Рассказ о том, как я стал свободным человеком, римским гражданином и солдатом и почему, когда мне исполнилось тридцать лет, я должен был поехать в Александрию, а оттуда в Иерусалим, занял бы слишком много времени. Однако я не мог не рассказать вкратце о первых годах моей жизни, после того, как Тостиг Лодборг окунул меня, новорожденного, в чашу с медом, так как иначе вам трудно было бы понять, что представлял собою человек, который въехал на коне в Яффские ворота и приковал к себе все взгляды.
Да и было на что посмотреть. Все эти римляне и евреи были низкорослыми и узкокостными, и такого крупного светловолосого великана им еще не доводилось видеть. И пока я ехал по узким улочкам, они все расступались передо мной, а потом останавливались и смотрели вслед белокурому человеку с севера. Впрочем, в последнем они вовсе не были уверены, ибо их познания о северянах были более чем скудными.

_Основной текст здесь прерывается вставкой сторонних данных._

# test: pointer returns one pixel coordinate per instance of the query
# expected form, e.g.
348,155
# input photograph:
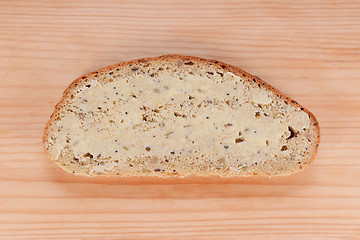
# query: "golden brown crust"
235,70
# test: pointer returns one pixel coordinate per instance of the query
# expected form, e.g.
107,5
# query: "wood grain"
310,50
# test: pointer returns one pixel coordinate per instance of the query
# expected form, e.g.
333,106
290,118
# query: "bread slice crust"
83,80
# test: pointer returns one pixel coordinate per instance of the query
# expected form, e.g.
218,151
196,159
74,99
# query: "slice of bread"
177,116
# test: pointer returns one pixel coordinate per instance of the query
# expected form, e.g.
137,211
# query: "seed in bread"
177,116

В распоряжении Пилата были, в сущности, только вспомогательные войска, набиравшиеся в провинциях. Горсточка римских легионеров охраняла дворец, да еще со мной прибыло двадцать римских солдат. Не отрицаю, вспомогательные войска не раз отличались в сражениях, но по-настоящему надежными солдатами были только римские легионеры. Они превосходили даже нас, северян, потому что всегда были готовы к бою; мы же хорошо дрались, только когда нам припадала охота, а в другое время угрюмо отсиживались в своих далеких селениях. А римляне были неизменно тверды и надежны.

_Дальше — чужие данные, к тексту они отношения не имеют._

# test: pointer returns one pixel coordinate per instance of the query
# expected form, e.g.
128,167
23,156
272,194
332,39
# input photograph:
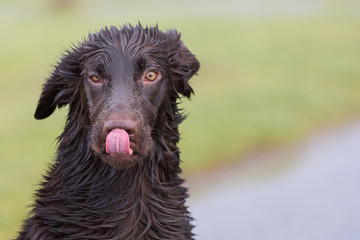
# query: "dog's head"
118,83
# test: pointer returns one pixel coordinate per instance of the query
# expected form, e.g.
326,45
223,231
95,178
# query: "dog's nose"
129,125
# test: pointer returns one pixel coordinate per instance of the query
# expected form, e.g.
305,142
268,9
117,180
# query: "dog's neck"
89,197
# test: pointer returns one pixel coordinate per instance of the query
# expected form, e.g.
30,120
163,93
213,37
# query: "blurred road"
317,197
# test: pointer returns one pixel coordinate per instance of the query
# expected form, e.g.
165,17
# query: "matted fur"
82,195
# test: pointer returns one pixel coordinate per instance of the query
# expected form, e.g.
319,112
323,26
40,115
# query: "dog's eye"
95,79
151,76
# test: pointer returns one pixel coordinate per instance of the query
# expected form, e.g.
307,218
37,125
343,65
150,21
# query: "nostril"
130,126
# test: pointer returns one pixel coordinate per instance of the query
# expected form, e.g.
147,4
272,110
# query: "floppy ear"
183,64
61,88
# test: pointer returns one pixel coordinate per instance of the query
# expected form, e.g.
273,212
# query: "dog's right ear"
62,86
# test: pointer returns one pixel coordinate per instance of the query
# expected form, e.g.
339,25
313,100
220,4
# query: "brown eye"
151,76
95,79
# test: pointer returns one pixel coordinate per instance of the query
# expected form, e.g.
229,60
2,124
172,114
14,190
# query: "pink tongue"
117,142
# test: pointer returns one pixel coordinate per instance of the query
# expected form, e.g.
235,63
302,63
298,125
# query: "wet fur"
86,196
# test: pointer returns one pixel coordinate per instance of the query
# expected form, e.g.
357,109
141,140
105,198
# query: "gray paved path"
317,198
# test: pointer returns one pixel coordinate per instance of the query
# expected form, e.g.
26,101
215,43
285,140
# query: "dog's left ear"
183,63
62,86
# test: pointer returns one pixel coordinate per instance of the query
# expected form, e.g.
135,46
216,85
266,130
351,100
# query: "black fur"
88,194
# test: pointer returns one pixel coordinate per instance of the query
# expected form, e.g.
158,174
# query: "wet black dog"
116,174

В первый же вечер после моего приезда я встретил в доме Пилата подругу его жены, пользовавшуюся немалым влиянием при дворе Ирода Антипы. Я буду называть ее Мириам, ибо так звал я ее, полюбив. Если бы передать женское обаяние было трудно, но возможно, я сумел бы описать Мириам. Но такое обаяние неизъяснимо. И слова тут бессильны. Это ведь не впечатления, воспринимаемые рассудком. Женщина чарует наши чувства, и из этого рождается страсть, являющаяся своего рода сверхчувством.
Говоря в общем, каждая женщина желанна для каждого мужчины. Когда же в нас вызывает желание лишь одна-единственная женщина, мы называем это любовью. Так было и у меня с Мириам. Ее чары находили во мне особый отклик, словно я ждал ее всю жизнь, и теперь без колебаний раскрыл ей свои объятия. Этот отклик и делал ее такой желанной, в нем и крылось ее очарование.

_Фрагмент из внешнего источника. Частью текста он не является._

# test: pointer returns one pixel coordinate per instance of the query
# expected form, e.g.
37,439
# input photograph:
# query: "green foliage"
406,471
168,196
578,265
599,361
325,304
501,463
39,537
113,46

Мириам была божественная женщина. Я намеренно употребляю это слово. Она была высокой, величественной и статной, что редкость среди ее соплеменниц. Она была аристократкой по рождению и по духу. Во всех ее поступках угадывалась широкая, щедрая, великодушная натура. Она была умна, она была остроумна и, превыше всего, она была женственна. Как вы увидите, именно ее женственность и погубила нас. У нее были черные, иссиня-черные волосы, нежное овальное лицо, оливково-смуглая кожа и темные глаза, как два бездонных колодца. Едва ли была на свете еще одна пара, в которой сочетался бы столь ярко выраженный тип женщины-брюнетки и мужчины-блондина.
И мы покорили друг друга мгновенно. Нам не нужны были ни проверки, ни самопроверки, ни ожидания. Она стала моей, как только наши взгляды встретились. И она, так же, как и я, уже тогда поняла, что я принадлежу ей. Я шагнул к ней, и она привстала навстречу мне, словно влекомая неведомой силой. И мы посмотрели друг другу в глаза, и когда черные глаза встретили взгляд синих, они уже не могли оторваться друг от друга, и это длилось до тех пор, пока жена Пилата, худая, истомленная заботами женщина, не засмеялась нервно. И когда я приветствовал жену Пилата, мне показалось, что Пилат бросил Мириам многозначительный взгляд, словно бы говоря: "Ну что, разве он не таков, как я рассказывал?" Дело в том, что Сульпиций Квириний, легат Сирии, сообщил ему о моем предстоящем прибытии. К тому же мы с Пилатом знали друг друга еще задолго до того, как он был назначен прокуратором огнедышащего иудейского вулкана и отбыл в Иерусалим.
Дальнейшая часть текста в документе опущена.